Indian Court Painting, c.1526-1857 considers the rich visual and material culture of South Asia from the arrival of the Mughals into the region until the British Crown took over much of what we now think about as India and Pakistan following the Indian Insurrection. The course thinks about the material at a variety of scales, from individual emperors as patrons; through regions, such as Rajasthan; to religions, such as the Sikhs. The course centres on the long arc of Mughal court painting, starting with the arrival, with Humayun, of Persian painters, themselves in the long shadow of Chinese painting, in the mid seventeenth century, exploring how they adapted to their new South Asian contexts and engaged with both Hindu and European visual cultures. The course then goes on to explore the way South Asian court painting adapted under the different religious heterodoxies and orthodoxies of Akbar, Jahangir, Shahjahan, and Aurangzeb, before considering the regional migration of artists out to the Hindu Rajput and Pahari courts. In addition, we think about the, in many ways, parallel Islamic court painting of the Deccan, which remained closer to Iranian prototypes; and the emergence of both Sikh and Anglo-Indian traditions in the long eighteenth century. The course also thinks about the long shadow of partition and resurgent, normative, twentieth-century Islamic and Hindu nationalisms on the character of the scholarship, seeking to push the field in a range of new directions. No previous knowledge of South Asian art is required for this module. We explore from the images out.

Module learning outcomes

By the end of the module, students should have acquired:

  • A detailed, critical knowledge of a significant number of examples of artworks made in South Asia in the period

  • A detailed, critical knowledge of the various, overlapping cultural contexts of these examples

  • A detailed, critical knowledge of the historiographic and methodological traditions associated with these examples

Indicative assessment

Task % of module mark
Essay/coursework 100

Special assessment rules

None

Indicative reassessment

Task % of module mark
Essay/coursework 100

Module feedback

You will receive feedback on assessed work within the timeframes set out by the University - please check the Guide to Assessment, Standards, Marking and Feedback for more information.
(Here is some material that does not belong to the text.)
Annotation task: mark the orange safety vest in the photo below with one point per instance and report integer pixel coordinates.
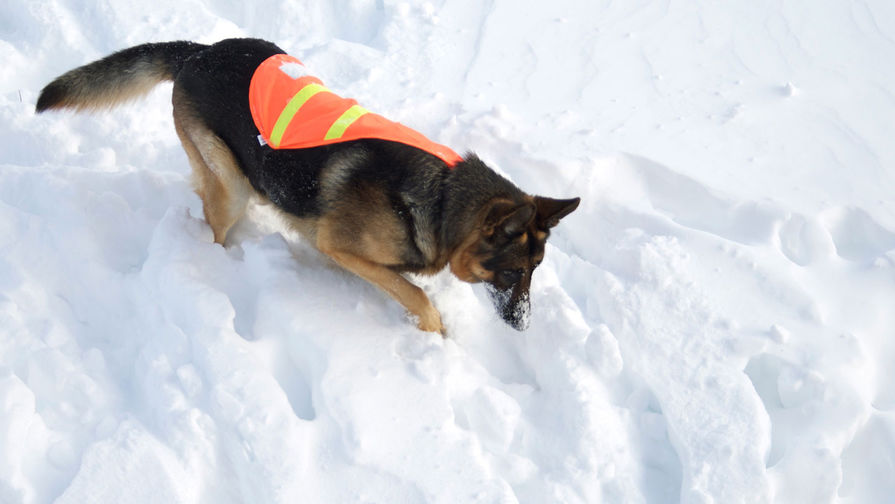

The purpose of feedback is to help you to improve your future work. If you do not understand your feedback or want to talk about your ideas further, you are warmly encouraged to meet your Supervisor during their Office Hours.

Indicative reading

  • Aitken, Molly. The Intelligence of Tradition in Rajput Court Painting. New Haven: Yale University Press, 2010.
  • Beach, Milo Cleveland, and Ebba Koch. King of the World: The Padshahnama. London: Azimuth, 1997.
  • Davis, Richard H. Lives of Indian Images. Princeton: Princeton University Press, 1999.
  • Fotheringham, Avalon. The Indian Textile Sourcebook. London: Thames and Hudson, 2019.
  • Goswamy, B.N. The Spirit of Indian Painting. London: Thames and Hudson, 2016.
  • Haidar, Navina Najat, and Marika Sarder, eds. Sultans of Deccan India 1500-1700: Opulence and Fantasy. New York: Metropolitan Museum of Art, 2015.
  • Llewellyn Jones, Rosie, ed. Portraits in Princely India, 1700-1947. Mumbai: Marg Publications, 2008.
  • Milwright, Marcus. Islamic Arts and Crafts. Edinburgh: Edinburgh University Press, 2017.
  • Mitter, Partha. Much Maligned Monsters: A History of European Reactions to Indian Art. Oxford: Clarendon Press, 1977.
  • Schmitz, Barbara, ed. After the Great Mughals: Painting in Delhi and the Regional Courts in the Eighteenth and Nineteenth Centuries. Mumbai: Marg Publications, 2002.
  • Shaffer, Holly. Grafted Arts: Art Making and Taking in the Struggle for Western India, 1760-1940. New Haven: Yale University Press, 2022.
  • Strong, Susan. The Arts of the Sikh Kingdoms. London: V&A Publications, 1999.